When a corporation goes through dissolution, it terminates its existence as an active, registered business entity. It still has some obligations to the Internal Revenue Service, including the filing of a final tax return, the payment of payroll and unemployment taxes, and the transfer to the IRS of any money withheld from employees for income taxes. If the business has back taxes that it is unable to pay out of assets, it must negotiate repayment with the IRS or with the agencies responsible for collecting state income taxes.
When a corporation is dissolved, it must pay debts and distribute assets to its shareholders or to outside parties who have a claim on those assets. The IRS requires corporations going out of business to file Form 966, Corporate Dissolution or Liquidation. The business must also file a final annual tax return, and make final employment tax, payroll tax, and income tax payments. The IRS also wants a report on capital gains and losses, the disposition of all business assets, and property exchanges with another entity, plus information on any change in the form of the business.
The IRS does not waive its right to unpaid income or payroll taxes when a corporate dissolution occurs. The agency can enforce these debts with liens and levies on the remaining assets of the corporation, or sue the corporate officers personally in order to collect. The IRS suspends collection efforts if the affairs of a business wind up in court, either through bankruptcy or other litigation, and puts collection on hold for six months after the litigation ends.
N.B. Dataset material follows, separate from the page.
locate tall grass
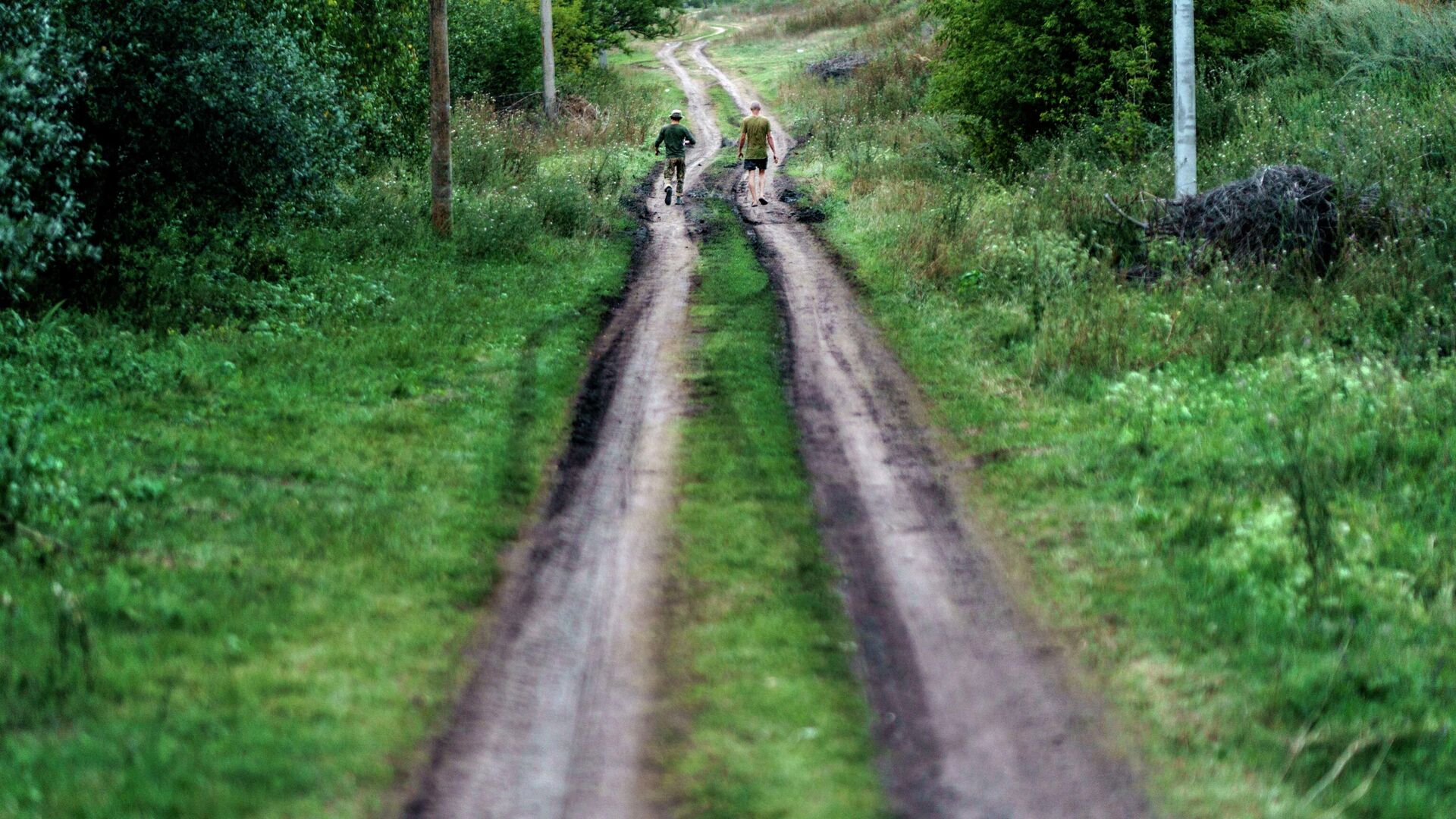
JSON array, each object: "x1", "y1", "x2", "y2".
[{"x1": 745, "y1": 0, "x2": 1456, "y2": 817}]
The officers of a dissolved corporation can file IRS Form 6565, Offer in Compromise, in an attempt to settle outstanding tax debts. This option is available only to businesses that are not under bankruptcy protection. The form lists all company debts and the amount the business is offering to pay for back taxes. Officers of a dissolved corporation can also negotiate installment agreements by filing Form 433B, Collection Information Statement. This form requires information on corporate officers and directors, as well as a thorough inventory of assets, liabilities, income and expenses of the business.
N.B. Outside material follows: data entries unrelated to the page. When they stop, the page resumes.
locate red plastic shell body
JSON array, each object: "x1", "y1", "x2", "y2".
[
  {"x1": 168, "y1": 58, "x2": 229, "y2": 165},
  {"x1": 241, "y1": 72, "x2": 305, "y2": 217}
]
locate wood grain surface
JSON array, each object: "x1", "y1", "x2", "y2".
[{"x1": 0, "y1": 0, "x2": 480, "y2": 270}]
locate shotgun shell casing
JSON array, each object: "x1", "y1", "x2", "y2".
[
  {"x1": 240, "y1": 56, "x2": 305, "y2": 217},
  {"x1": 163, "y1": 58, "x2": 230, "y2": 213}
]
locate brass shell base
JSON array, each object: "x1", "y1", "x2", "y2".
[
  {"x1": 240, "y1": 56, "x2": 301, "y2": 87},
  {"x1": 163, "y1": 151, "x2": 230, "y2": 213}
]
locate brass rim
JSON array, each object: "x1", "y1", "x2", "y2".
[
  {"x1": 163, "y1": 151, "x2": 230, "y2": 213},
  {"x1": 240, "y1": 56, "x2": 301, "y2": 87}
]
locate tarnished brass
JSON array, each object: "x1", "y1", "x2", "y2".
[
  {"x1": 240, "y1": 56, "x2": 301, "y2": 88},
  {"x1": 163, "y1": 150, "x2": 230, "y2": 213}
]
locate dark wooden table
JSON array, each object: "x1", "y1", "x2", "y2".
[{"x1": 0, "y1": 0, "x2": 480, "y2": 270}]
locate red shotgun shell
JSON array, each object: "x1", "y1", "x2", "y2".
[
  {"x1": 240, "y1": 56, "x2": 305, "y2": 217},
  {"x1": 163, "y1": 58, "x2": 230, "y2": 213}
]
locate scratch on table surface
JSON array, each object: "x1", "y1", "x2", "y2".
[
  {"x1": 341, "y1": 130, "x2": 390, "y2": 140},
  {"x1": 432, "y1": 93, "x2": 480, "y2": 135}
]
Each state has specific laws regarding the dissolution of corporations. This includes filing papers with the secretary of state or the agency that handles corporate filings. In addition, many states require certification that a dissolving corporation is current on required taxes, such as income tax, sales tax, and unemployment tax. New Jersey, for example, requires that the corporation going out of business apply for a Tax Clearance Certificate from the Division of Taxation. In Arizona, the comparable document is a Certificate of Clearance for Dissolution or Withdrawal, issued by the Arizona Department of Revenue. If back taxes remain due, then the states may use the same enforcement actions as the IRS, including levies, liens and lawsuits against the officers and directors.